Himmler beim Denken zuhören
2. Dezember 2018
Rhetorischer Selbstmord in den »Posener Reden«
Ein Tag mit Kopfschmerzen ist nicht der beste, sich eine Rede von Heinrich Himmler anzuhören. Aber es war nun einmal der 4. Oktober, der 75. Jahrestag seiner berüchtigten »Posener Rede« vor dem Führungskorps der SS. Während sich der Rest der S-Bahn-Reisenden hoffentlich fröhlicheren Themen zuwandte, hatte ich ein Bild des Reichsführers auf dem Smartphone und lauschte seinen Worten. Die kürzliche Verfügbarmachung auf youtube (von wem auch immer) in einer Länge von 1h 42 min ist eine Aufbereitung, nämlich ein Zusammenschnitt mit einer zweiten, am 6. Oktober vor Gauleitern und anderen Granden des Reiches gehaltenen Rede. Man kann sich auf dieses Dokument verhältnismäßig gut einlassen, weil Himmler der rhetorisch zurückhaltendste aller Nazi-Größen gewesen ist.

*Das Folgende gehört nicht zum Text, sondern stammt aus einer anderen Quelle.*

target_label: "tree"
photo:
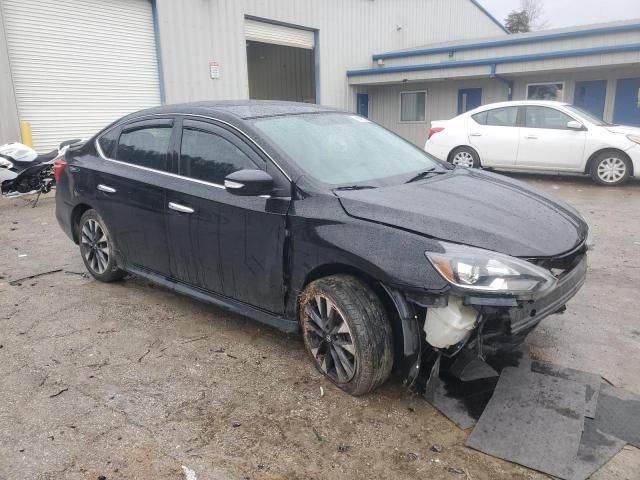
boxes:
[504,0,549,33]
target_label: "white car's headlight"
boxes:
[425,243,557,294]
[627,135,640,143]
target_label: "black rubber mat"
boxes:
[595,384,640,448]
[466,368,586,478]
[562,418,626,480]
[531,360,602,418]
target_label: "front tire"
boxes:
[591,150,631,187]
[449,147,480,168]
[299,275,393,396]
[78,209,125,282]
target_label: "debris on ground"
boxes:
[424,348,640,480]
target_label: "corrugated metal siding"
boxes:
[0,3,20,145]
[244,19,314,49]
[157,0,502,109]
[2,0,160,150]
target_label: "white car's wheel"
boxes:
[450,147,480,168]
[591,150,631,186]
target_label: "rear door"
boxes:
[95,118,173,275]
[468,106,520,167]
[517,105,587,171]
[167,119,288,313]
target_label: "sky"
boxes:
[479,0,640,28]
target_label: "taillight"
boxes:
[427,127,444,140]
[53,157,67,183]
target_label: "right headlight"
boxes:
[425,242,557,295]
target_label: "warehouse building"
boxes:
[0,0,640,150]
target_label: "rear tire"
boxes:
[299,275,393,396]
[449,147,480,168]
[78,209,126,283]
[590,150,631,187]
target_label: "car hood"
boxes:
[336,168,588,257]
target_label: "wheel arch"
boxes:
[71,203,93,245]
[447,144,482,166]
[296,263,419,368]
[584,147,634,176]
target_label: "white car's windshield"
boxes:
[253,113,446,187]
[565,105,611,126]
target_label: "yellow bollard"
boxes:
[20,122,33,147]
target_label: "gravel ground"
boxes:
[0,176,640,480]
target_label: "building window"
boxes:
[400,92,427,122]
[527,82,564,101]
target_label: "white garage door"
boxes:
[244,18,314,49]
[0,0,160,151]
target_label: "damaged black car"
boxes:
[54,101,589,395]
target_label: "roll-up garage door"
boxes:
[0,0,160,151]
[244,18,314,49]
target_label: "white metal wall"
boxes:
[0,0,160,150]
[358,78,507,146]
[157,0,503,109]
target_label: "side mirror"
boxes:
[224,170,273,197]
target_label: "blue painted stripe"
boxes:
[347,43,640,77]
[471,0,511,34]
[372,23,640,60]
[151,0,167,105]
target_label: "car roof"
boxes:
[467,100,571,113]
[129,100,344,120]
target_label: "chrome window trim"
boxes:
[94,112,293,189]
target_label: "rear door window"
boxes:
[116,125,172,170]
[484,107,518,127]
[180,126,264,185]
[524,106,573,130]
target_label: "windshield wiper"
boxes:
[334,185,377,190]
[404,167,448,183]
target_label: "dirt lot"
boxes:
[0,176,640,480]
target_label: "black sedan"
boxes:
[54,101,588,395]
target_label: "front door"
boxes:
[613,78,640,126]
[517,105,586,171]
[573,80,607,118]
[357,93,369,117]
[95,119,173,275]
[458,88,482,115]
[167,119,288,313]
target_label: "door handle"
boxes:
[98,183,116,193]
[169,202,195,213]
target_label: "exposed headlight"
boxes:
[0,157,13,168]
[425,243,557,294]
[627,135,640,143]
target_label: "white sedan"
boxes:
[424,101,640,185]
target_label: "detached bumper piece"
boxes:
[425,346,640,480]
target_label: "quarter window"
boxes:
[400,92,427,122]
[525,107,573,130]
[116,126,171,170]
[180,128,257,185]
[483,107,518,127]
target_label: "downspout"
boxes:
[491,63,513,100]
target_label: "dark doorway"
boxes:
[247,41,316,103]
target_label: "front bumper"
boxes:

Was in diesem Zusammenschnitt fehlt – was aber in einem anderen Video schnell verfügbar ist – ist die 1 min 38 sec. lange Passage, die seit dem Internationalen Militärtribunal, bei dem die Abschrift der Rede Beweismittel war, jeder kennt oder kennen kann: das ausgesprochene Bekenntnis zum Massenmord an den Juden Europas. Dies sei »zweifellos« das »Kernelement« dieser Rede, heißt es in einer heutigen Einleitung zum Text.
Nun ist es sicher sehr wichtig, angesichts der steigenden Anzahl von Menschen, für die Auschwitz im Nebel versinkt, ein solches Tondokument zu haben. Ein Zentrum der Rede ist dieser Abschnitt aber nicht. Beim Hören wird das noch deutlicher als beim Lesen. Die Themen, bei denen Himmler sich ganz sicher ist, sind flüssig und rasch gesprochen – hier ist jemand mit sich im Reinen. Das sind insbesondere die Abschnitte zur Frage, ob es in Deutschland zu einem neuen 1918 kommen könne mit Arbeiterunruhen usw. (Antwort: ganz sicher nicht) und die Abwicklung des Judenmordes, die für ihn zu diesem Zeitpunkt bereits ein weitgehend erledigtes Thema – nein »Ruhmesblatt« – darstellt. Die planmäßige Schließung der Tötungszentren Belzec, Sobibor und Treblinka stand in wenigen Tagen an. Die organisatorisch Hauptverantwortlichen, Oswald Pohl und Odilo Globocnik, werden auch namentlich genannt, aber als Verantwortliche für neue Aufgaben.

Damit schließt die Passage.